While the U.S. Supreme Court ultimately decided not to grant ERIC’s cert petition and review our challenge to the Seattle ordinance, this only marks the beginning of our fight against similar state and local “play-or-pay” laws on the horizon. As noted above, several jurisdictions have shown their clear intention to follow Seattle’s lead and continue chipping away at federal benefit protections. ERIC is committed to fighting these proposals as they emerge and prevent the continued erosion of ERISA preemption.
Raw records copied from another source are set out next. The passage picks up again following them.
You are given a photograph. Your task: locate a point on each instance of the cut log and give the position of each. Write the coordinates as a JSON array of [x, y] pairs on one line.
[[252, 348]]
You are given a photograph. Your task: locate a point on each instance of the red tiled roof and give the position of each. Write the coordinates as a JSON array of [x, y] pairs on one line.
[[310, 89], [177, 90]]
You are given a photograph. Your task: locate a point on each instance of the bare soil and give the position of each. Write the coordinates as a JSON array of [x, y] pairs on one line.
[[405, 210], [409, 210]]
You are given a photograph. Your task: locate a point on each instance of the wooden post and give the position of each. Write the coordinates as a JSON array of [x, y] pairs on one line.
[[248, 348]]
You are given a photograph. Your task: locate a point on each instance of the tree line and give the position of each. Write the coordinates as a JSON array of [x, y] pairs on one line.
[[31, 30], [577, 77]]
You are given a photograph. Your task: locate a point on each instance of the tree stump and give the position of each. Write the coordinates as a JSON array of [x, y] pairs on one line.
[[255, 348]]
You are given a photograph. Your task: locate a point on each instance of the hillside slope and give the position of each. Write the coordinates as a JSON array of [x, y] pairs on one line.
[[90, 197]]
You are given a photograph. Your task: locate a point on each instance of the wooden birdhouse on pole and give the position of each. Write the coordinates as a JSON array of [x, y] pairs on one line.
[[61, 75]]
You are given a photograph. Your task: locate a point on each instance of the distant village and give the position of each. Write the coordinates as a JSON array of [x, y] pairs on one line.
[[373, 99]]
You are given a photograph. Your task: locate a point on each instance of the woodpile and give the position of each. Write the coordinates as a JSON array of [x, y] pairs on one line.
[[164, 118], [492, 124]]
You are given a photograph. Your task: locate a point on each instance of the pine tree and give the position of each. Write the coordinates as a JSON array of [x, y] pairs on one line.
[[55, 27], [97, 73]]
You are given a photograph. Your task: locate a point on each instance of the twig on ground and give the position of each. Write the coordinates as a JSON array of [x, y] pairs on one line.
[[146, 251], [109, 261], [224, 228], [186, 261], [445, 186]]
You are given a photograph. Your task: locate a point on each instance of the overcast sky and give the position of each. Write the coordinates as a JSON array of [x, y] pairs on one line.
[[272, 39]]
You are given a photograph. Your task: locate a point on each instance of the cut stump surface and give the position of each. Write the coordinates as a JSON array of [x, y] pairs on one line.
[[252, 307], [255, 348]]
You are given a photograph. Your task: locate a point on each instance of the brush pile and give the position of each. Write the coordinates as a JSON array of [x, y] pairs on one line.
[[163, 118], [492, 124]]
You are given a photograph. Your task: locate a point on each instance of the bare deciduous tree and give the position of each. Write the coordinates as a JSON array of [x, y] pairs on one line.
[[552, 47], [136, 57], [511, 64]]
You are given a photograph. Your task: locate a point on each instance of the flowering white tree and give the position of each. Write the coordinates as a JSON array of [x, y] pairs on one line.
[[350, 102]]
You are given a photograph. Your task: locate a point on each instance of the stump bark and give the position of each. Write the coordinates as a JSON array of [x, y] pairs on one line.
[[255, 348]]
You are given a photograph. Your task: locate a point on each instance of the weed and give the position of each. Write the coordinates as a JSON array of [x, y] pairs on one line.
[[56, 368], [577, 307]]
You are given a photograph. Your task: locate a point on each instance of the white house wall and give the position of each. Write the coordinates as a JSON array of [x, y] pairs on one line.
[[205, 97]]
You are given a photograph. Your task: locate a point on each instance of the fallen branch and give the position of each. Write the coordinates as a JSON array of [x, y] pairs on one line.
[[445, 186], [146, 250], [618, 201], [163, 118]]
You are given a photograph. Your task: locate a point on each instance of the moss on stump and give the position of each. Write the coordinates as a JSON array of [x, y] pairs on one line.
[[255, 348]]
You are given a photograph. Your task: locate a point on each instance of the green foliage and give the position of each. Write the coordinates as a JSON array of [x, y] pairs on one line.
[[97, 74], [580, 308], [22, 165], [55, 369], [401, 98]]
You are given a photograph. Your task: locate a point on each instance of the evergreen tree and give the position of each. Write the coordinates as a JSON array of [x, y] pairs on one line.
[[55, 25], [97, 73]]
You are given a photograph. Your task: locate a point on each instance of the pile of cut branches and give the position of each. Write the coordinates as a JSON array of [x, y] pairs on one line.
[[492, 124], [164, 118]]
In October 2017, ERIC sued the Oregon State Retirement Board under the firm belief that the state program’s reporting requirements on private employers violated ERISA preemption. Oregon created the first state-administered retirement savings program in the country, requiring employers to auto-enroll their employees into the state-run retirement plan. Oregon provided an exception for employers already offering a tax-qualified retirement plan to their Oregon employees, but it nevertheless required those employers to apply to the state for their exemption, creating an ERISA-prohibited reporting requirement on a federally-regulated retirement plan.
Our litigation led to a settlement agreement with the state program that grants all ERIC member companies an automatic exemption from these state reporting requirements. ERIC has since established similar exemption agreements with state programs in Illinois and California.
ERIC filed suit in the U.S. District Court for the District of New Jersey in July 2021, challenging the state’s amended WARN Act which includes severance pay mandates that, in ERIC’s view, violate ERISA. ERIC is seeking injunctive relief due to the drastic impact the new severance requirements would have on the administration of employee benefit plans within the state.
The law previously required employers to provide advance warning of a mass-layoff or closure affecting a single facility, not by aggregating all the employer’s facilities in the state. The law had defined mass layoff as 500 workers and required employers to make severance payments to affected workers when the proper notice was not given. As amended, the law aggregates all employer locations throughout the state, lowers the threshold for what qualifies as a “mass layoff” to 50, and, crucially, requires the payment of severance benefits at state-mandated levels to affected workers regardless of whether the proper warning was given.
ERIC’s lawsuit argues that the series of expanded requirements collectively force employers to implement an ongoing administrative scheme in order to comply, which is the equivalent of requiring the establishment or amendment of a severance benefit plan under ERISA, and that this state mandate violates ERISA’s preemption provision.
Due to the COVID-19 pandemic, New Jersey lawmakers delayed the effective date of the amended law until 90 days after the Governor’s public health emergency ended. When the Governor later lifted the public health emergency, ERIC’s legal team negotiated a clarification that a general state of emergency still existed and the 90-day countdown had not yet started. As a result, the effective date of the amended New Jersey WARN Act remains to be determined.
ERIC is currently awaiting a ruling from the District Court on our motion for summary judgment. We are confident in the ERISA preemption arguments laid out by our brief. ERIC will continue to fight problematic policies that violate federal law and burden our member companies’ uniform nationwide administration of benefit plans.